Code Monkey home page Code Monkey logo

scraping-ecommerce-websites's Introduction

How to Scrape E-Commerce Websites With Python

Oxylabs promo code

Scraping e-commerce websites is easy with Python and Oxylabs E-Commerce Scraper API. Follow this quick guide to build your e-commerce scraper while utilizing a 1-week free API trial.

See this blog post for a complete tutorial with detailed insights and images.

1. Project setup

First, you’ll have to install Python. Please download it from here.

2. Install dependencies

pip install bs4 requests

3. Import libraries

import requests
from bs4 import BeautifulSoup
from pprint import pprint

4. Retrieve API credentials

Next, you’ll have to log in to your Oxylabs account to retrieve API credentials. If you don’t have an account yet, you can simply sign up for a free trial and go to the dashboard. There, you’ll get the necessary credentials to replace the USERNAME and PASSWORD variables in the code below:

username, password = 'USERNAME', 'PASSWORD'

5. Prepare the payload

url = "https://sandbox.oxylabs.io/products"
payload = {
    'source': 'universal_ecommerce',
    'render': 'html',
    'url': url,
}

6. Send a POST request to the API

response = requests.post(
    'https://realtime.oxylabs.io/v1/queries',
    auth=(username, password),
    json=payload,
)
print(response.status_code)

7. Parse Data

content = response.json()["results"][0]["content"]
soup = BeautifulSoup(content, "html.parser")

Let's use CSS selectors to select specific elements in the HTML file of https://sandbox.oxylabs.io/products, which you can inspect via Developer Tools on your web browser:

Title

title = soup.find('h4', {"class": "title"}).get_text(strip=True)

Price

price = soup.find('div', {"class": "price-wrapper"}).get_text(strip=True)

Availability

availability = soup.find('p', {"class": ["in-stock", "out-of-stock"]}).get_text(strip=True)

All products

data = []
for elem in soup.find_all("div", {"class": "product-card"}):
    title = elem.find('h4', {"class": "title"}).get_text(strip=True)
    price = elem.find('div', {"class": "price-wrapper"}).get_text(strip=True)

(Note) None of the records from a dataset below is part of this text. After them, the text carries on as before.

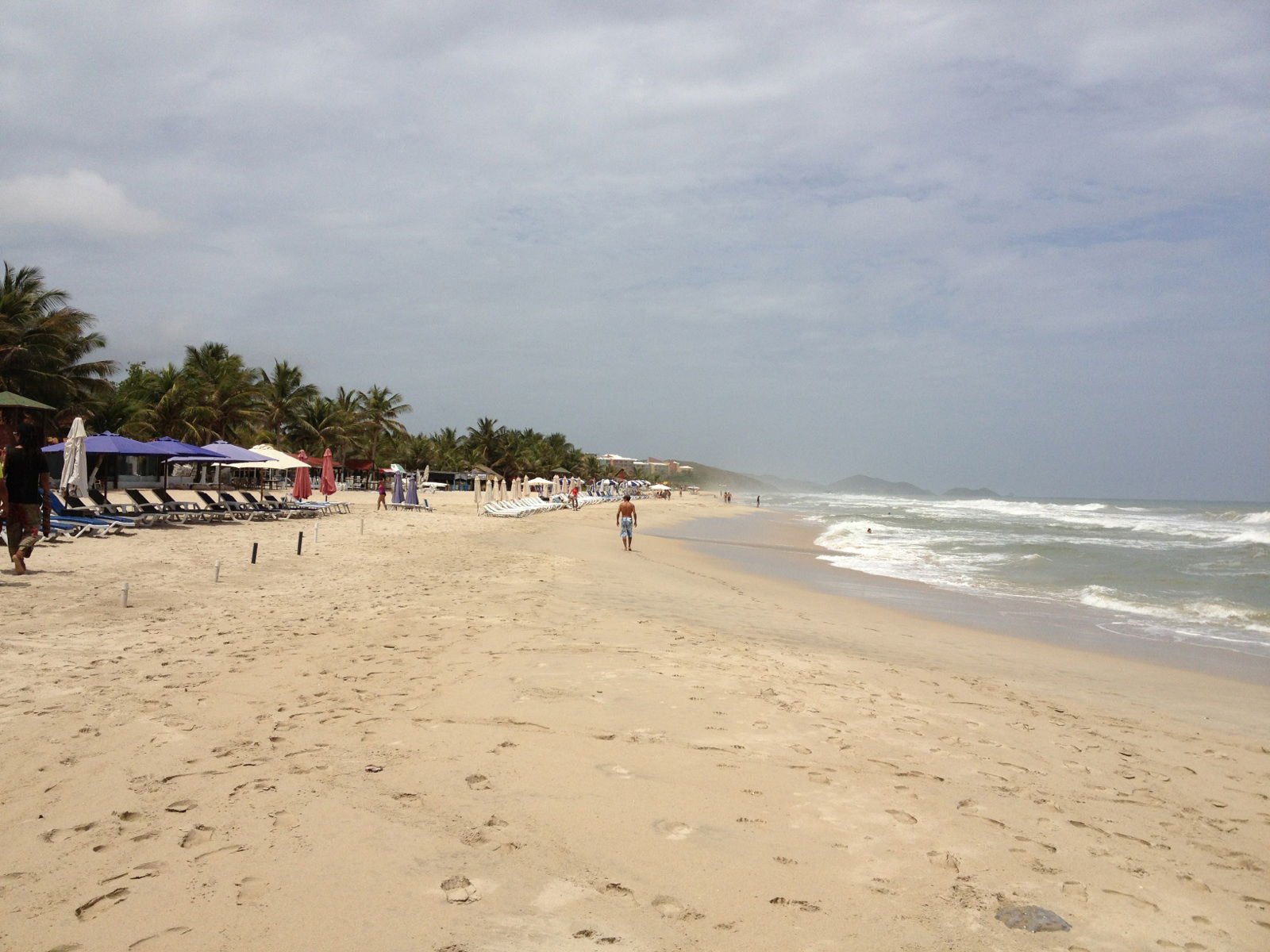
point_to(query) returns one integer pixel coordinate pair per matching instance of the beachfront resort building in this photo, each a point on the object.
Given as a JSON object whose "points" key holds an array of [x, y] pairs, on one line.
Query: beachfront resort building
{"points": [[652, 465]]}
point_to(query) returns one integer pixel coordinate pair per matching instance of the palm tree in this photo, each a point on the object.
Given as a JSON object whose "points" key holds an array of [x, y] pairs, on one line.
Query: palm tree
{"points": [[325, 422], [168, 404], [44, 344], [225, 386], [484, 441], [379, 409], [281, 397], [448, 450]]}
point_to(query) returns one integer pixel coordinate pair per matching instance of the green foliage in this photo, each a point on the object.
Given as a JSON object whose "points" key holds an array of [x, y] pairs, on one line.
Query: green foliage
{"points": [[44, 346], [213, 393]]}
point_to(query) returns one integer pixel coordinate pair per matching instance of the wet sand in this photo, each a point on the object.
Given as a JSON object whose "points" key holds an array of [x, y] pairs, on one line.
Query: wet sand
{"points": [[454, 733], [772, 543]]}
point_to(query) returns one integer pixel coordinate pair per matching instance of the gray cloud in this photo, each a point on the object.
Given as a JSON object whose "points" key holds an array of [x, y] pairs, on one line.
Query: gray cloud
{"points": [[977, 243]]}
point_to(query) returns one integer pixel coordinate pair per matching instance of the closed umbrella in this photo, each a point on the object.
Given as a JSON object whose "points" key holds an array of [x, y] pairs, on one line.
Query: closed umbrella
{"points": [[328, 475], [302, 488], [74, 480]]}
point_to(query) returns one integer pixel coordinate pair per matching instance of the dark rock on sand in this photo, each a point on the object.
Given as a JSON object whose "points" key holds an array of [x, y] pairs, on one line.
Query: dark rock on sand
{"points": [[1032, 918]]}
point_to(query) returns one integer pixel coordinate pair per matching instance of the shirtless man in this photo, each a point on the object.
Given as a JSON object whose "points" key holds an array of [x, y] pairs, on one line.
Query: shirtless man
{"points": [[626, 520]]}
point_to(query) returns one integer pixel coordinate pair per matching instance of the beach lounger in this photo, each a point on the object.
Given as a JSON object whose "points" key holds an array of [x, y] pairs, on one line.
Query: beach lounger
{"points": [[87, 514], [268, 511], [152, 508], [279, 505], [187, 509], [230, 512], [105, 507], [321, 508]]}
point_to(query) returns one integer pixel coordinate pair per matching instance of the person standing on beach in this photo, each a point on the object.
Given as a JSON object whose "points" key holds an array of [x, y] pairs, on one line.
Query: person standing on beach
{"points": [[25, 475], [626, 522]]}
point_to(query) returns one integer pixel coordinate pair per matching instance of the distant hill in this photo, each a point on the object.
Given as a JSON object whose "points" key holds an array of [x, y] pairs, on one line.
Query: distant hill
{"points": [[715, 480], [711, 478], [787, 486], [873, 486], [962, 493]]}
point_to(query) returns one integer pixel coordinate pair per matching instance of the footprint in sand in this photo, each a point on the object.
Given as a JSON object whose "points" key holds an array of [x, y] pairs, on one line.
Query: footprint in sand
{"points": [[99, 904], [144, 871], [944, 860], [283, 820], [1137, 900], [799, 904], [197, 837], [460, 889], [673, 829], [145, 943], [672, 908], [252, 890]]}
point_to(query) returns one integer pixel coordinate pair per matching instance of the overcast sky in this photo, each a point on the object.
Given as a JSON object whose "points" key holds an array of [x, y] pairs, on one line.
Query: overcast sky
{"points": [[962, 243]]}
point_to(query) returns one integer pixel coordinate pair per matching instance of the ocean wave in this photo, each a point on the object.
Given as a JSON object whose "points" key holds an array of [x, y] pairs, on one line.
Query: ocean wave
{"points": [[1187, 613], [1253, 536]]}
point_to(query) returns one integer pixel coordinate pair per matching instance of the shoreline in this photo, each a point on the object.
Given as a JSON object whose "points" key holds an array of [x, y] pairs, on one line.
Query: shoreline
{"points": [[491, 734], [794, 556]]}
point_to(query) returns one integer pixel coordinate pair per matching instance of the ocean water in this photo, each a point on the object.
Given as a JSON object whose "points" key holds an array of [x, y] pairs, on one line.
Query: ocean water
{"points": [[1193, 573]]}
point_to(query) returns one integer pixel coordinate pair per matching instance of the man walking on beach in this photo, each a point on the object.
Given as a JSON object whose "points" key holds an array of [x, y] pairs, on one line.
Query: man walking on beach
{"points": [[626, 520], [25, 474]]}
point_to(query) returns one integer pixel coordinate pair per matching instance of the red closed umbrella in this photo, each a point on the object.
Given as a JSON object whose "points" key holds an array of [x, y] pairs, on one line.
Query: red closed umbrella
{"points": [[302, 488], [328, 475]]}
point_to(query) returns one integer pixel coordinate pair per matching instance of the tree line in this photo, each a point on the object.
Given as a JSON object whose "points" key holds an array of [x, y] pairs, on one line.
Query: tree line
{"points": [[48, 352]]}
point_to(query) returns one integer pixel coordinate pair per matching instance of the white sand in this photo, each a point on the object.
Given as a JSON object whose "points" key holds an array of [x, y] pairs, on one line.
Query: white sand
{"points": [[452, 733]]}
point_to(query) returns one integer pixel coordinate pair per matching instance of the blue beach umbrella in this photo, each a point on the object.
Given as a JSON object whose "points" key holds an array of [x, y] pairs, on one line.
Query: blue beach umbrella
{"points": [[187, 452], [114, 444]]}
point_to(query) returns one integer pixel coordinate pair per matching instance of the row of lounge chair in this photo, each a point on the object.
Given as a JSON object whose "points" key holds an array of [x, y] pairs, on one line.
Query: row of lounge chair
{"points": [[73, 516], [537, 505], [421, 507]]}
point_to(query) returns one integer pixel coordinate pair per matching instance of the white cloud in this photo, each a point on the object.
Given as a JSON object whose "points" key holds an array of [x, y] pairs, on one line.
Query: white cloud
{"points": [[80, 202]]}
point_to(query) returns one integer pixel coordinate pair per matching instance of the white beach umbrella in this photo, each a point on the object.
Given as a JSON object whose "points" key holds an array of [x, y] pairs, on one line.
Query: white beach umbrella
{"points": [[74, 480]]}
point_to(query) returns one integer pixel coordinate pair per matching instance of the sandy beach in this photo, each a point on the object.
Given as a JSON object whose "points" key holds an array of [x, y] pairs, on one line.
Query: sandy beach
{"points": [[440, 731]]}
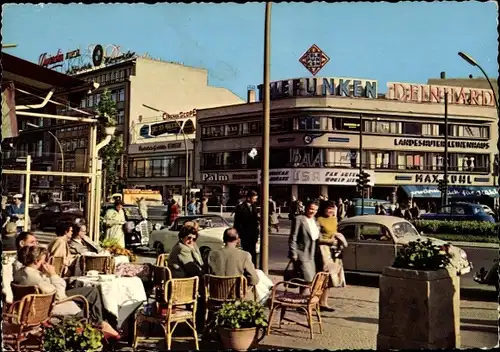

    availability = elem.find('p', {"class": ["in-stock", "out-of-stock"]}).get_text(strip=True)
    data.append({
        "title": title,
        "price": price,
        "availability": availability,
    })
pprint(data)

Full source code

import requests
from bs4 import BeautifulSoup
from pprint import pprint


username, password = 'USERNAME', 'PASSWORD'
url = "https://sandbox.oxylabs.io/products"

payload = {
    'source': 'universal_ecommerce',
    'render': 'html',
    'url': url,
}
response = requests.post(
    'https://realtime.oxylabs.io/v1/queries',
    auth=(username, password),
    json=payload,
)
print(response.status_code)


content = response.json()["results"][0]["content"]
soup = BeautifulSoup(content, "html.parser")


data = []
for elem in soup.find_all("div", {"class": "product-card"}):
    title = elem.find('h4', {"class": "title"}).get_text(strip=True)
    price = elem.find('div', {"class": "price-wrapper"}).get_text(strip=True)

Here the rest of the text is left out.